Interrogée sur la déclaration du ministère russe affirmant que la frégate avait détecté un yacht britannique « naviguant à moteur sur un cap dangereux, proche du navire », Jane Kelvey a réfuté catégoriquement cette version : « absolument pas » et a insisté qu’ils « n’étaient pas sur un cap dangereux ». Alan Kelvey a qualifié cette déclaration de « mensonges habituels », tandis que son épouse a insisté sur le fait qu’il s’agissait d’« accusations infondées, nous étions sans reproche ». Tous deux jugent les tirs totalement injustifiés.
Malgré la tension de l’événement, le couple a gardé un certain calme, Alan Kelvey évoquant même « une journée comme les autres ». Jane Kelvey a expliqué que son premier réflexe avait été d’utiliser leur radio VHF pour contacter la garde-côtière du Solent, mais qu’elle s’en est abstenue afin d’éviter que la frégate russe n’entende la communication. Elle a préféré attendre un signal lui permettant d’appeler le 999 (numéro d’urgence britannique) pour alerter les secours. Selon elle, il est indispensable pour les navigateurs de signaler tout danger potentiel à la navigation.
Le couple a également décrit un long échange avec les autorités britanniques et françaises, notamment la garde-côtière du Solent et celle de Jobourg, avant qu’une patrouille maritime de la Royal Navy, le HMS Tyne, ne vienne s’assurer de leur sécurité dans l’après-midi. Jane Kelvey s’est dite surprise de l’amplification médiatique de l’affaire et a déploré les accusations portées contre eux, qu’elle considère fausses. Alan Kelvey a déclaré que « les Russes ne devraient pas tirer lorsque des personnes sont à proximité ».
Leur témoignage offre un éclairage contrasté avec celui du ministère britannique de la Défense, qui a affirmé que la frégate Admiral Grigorovich a tiré des coups de semonce pour éviter une collision potentielle, précisant qu’elle semblait être à la dérive et non en mouvement moteur au moment des faits. Cet incident est considéré comme isolé, sans lien avec l’intervention récente de la Royal Navy à bord du tanker russe sanctionné SMYRTOS. Le récit des Kelvey, qui décrit une frégate qui maintenait sa position, n’a pas tenté de communiquer par radio et a tiré malgré la modification de cap claire du yacht, soulève des questions sur la divergence de perceptions entre les deux parties dans cette zone maritime parmi les plus fréquentées au monde.

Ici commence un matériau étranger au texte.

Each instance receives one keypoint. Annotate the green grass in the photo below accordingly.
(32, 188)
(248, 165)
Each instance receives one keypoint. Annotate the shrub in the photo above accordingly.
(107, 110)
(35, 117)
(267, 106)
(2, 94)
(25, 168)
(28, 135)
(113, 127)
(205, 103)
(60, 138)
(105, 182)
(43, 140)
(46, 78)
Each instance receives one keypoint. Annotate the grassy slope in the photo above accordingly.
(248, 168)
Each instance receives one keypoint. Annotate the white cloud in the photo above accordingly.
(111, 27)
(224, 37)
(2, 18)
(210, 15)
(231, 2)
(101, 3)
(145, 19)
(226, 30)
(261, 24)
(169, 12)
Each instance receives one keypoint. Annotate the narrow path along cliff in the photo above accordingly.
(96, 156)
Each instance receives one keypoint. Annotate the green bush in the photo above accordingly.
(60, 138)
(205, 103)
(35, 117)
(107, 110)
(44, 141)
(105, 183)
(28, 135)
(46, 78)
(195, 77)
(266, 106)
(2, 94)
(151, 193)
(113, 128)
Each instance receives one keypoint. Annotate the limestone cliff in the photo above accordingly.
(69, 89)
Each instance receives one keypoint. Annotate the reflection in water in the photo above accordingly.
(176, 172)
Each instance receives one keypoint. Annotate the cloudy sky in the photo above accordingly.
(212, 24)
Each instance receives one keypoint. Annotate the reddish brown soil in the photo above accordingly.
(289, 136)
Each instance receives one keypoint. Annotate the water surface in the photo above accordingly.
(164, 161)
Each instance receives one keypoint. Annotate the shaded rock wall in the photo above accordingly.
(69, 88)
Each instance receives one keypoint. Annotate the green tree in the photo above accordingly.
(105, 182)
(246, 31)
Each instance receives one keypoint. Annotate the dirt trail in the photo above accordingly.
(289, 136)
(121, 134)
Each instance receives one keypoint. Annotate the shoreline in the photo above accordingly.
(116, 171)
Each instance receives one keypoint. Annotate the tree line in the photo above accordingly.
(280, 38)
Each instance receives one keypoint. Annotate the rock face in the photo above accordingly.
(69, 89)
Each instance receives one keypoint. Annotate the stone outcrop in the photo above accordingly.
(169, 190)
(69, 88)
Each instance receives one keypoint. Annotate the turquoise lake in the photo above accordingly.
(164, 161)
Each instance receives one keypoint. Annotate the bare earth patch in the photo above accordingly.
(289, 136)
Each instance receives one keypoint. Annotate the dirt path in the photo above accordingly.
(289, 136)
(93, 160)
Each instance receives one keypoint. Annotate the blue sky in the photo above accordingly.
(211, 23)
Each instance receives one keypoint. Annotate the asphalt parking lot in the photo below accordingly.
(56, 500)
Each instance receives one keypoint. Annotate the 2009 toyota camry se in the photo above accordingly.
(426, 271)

Pour leur part, les Kelveys ont annoncé qu’ils allaient poursuivre leur voyage, Alan Kelvey précisant avoir prévu de continuer à naviguer pendant les deux prochains mois. À la fin de cette journée éprouvante, Jane Kelvey a confié qu’ils avaient apprécié de pouvoir se détendre avec un verre, « un rosé pour moi et une bière pour mon mari », après plus de douze heures en mer et une heure et demie en présence de la gendarmerie française.